At least in theory, values such as cooperation, tolerance, respect for others, care for others or forgiveness are valued by society, and a family that is not a pathological family is a natural environment for developing and promoting such values. Rather, competition, lack of cooperation with others, a tendency to unify attitudes, competences and interests and indifference to others are promoted at school, which is regretted by many educational experts.

In other words, the school has reached the point of “negative socialisation”, when being in a large group of children for many hours every day encourages the development of pathologies rather than good and much needed strong social bonds.

So it is difficult to use it, but American research shows that children educated at home, already as adults, show much more pro-social attitudes than those taught in the mass education system: they devote much more time to social and non-governmental organizations, they act as volunteers, helping others, they go to elections more often and are generally more satisfied with their lives than adults who have gone through traditional schools.
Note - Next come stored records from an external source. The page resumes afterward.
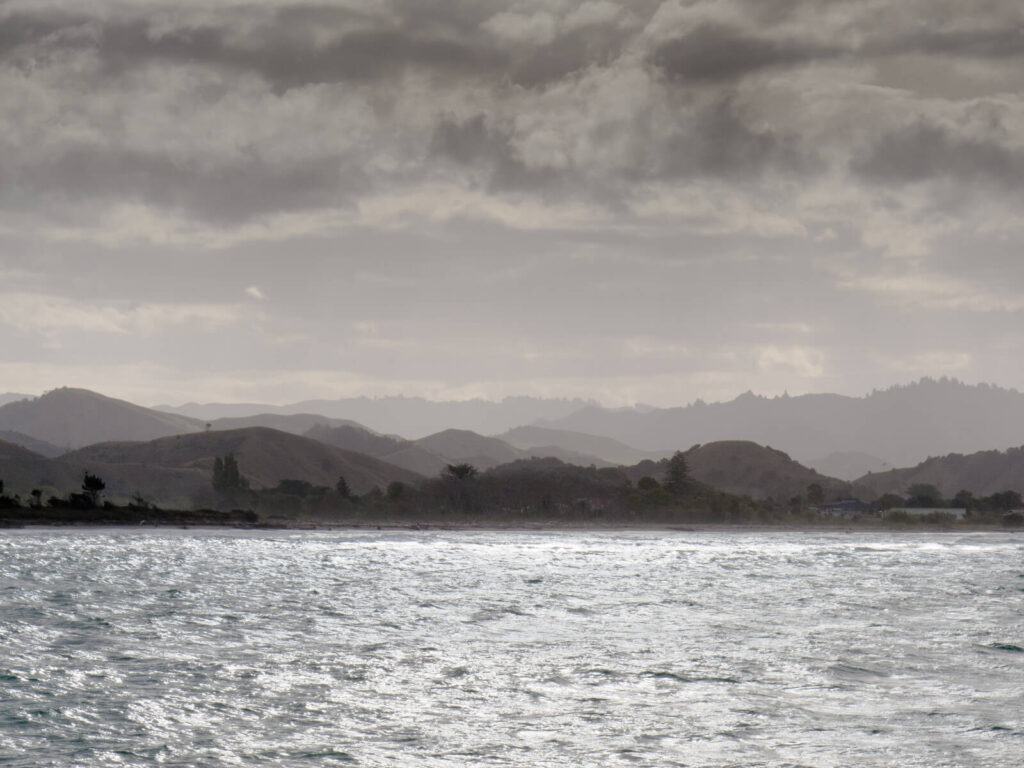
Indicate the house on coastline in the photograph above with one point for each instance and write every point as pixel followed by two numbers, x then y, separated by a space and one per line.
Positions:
pixel 845 508
pixel 958 512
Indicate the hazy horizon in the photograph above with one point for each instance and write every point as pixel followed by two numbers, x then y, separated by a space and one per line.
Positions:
pixel 629 202
pixel 513 396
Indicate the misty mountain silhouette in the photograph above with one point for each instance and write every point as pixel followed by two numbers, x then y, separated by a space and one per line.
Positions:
pixel 982 473
pixel 265 457
pixel 71 418
pixel 901 425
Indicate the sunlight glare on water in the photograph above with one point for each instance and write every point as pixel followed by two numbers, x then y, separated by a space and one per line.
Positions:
pixel 433 648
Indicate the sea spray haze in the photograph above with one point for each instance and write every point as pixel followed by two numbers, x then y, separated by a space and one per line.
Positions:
pixel 222 648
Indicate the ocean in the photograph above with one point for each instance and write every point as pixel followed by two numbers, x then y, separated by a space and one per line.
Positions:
pixel 221 647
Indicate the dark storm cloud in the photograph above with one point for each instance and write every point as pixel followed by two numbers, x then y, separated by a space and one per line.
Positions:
pixel 474 144
pixel 227 193
pixel 924 152
pixel 723 144
pixel 287 62
pixel 480 115
pixel 717 52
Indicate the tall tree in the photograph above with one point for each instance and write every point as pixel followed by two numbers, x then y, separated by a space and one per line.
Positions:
pixel 226 477
pixel 92 486
pixel 677 475
pixel 342 487
pixel 460 471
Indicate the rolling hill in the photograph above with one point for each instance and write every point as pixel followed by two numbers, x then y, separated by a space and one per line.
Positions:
pixel 182 465
pixel 36 445
pixel 73 418
pixel 983 473
pixel 749 469
pixel 901 425
pixel 609 450
pixel 395 451
pixel 411 417
pixel 22 470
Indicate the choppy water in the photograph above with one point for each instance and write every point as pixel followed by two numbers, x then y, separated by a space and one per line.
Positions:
pixel 223 648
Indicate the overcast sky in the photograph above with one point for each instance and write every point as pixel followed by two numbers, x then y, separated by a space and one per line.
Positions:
pixel 634 201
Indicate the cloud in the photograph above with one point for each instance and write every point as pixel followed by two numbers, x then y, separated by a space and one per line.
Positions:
pixel 715 52
pixel 53 316
pixel 923 152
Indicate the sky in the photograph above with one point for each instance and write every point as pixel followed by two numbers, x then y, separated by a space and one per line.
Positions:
pixel 629 202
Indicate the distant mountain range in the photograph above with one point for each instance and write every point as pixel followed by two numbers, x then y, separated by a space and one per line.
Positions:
pixel 982 473
pixel 180 467
pixel 899 426
pixel 73 418
pixel 410 417
pixel 749 469
pixel 170 455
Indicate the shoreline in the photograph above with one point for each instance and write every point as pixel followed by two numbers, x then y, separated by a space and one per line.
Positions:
pixel 518 526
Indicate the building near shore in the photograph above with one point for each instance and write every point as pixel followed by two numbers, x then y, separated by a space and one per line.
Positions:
pixel 958 512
What do you think is the future of home education?

Looking at what is happening at schools – introducing immoral things under the guise of knowledge, language, selection of readings – I believe that more Poles will choose this form of education. Teaching language and the way of seeing the world by people who often lead immoral lives is a drama.

Moreover, recently browsing through textbooks for initial teaching, I found many names that are simply empty. I also don’t like the mythology of nature, because it is treated as a deity. The content I have found in the books is heading towards fairy-tale and even magic and occultism. In one sentence, the modern school no longer responds to the needs of a normal person.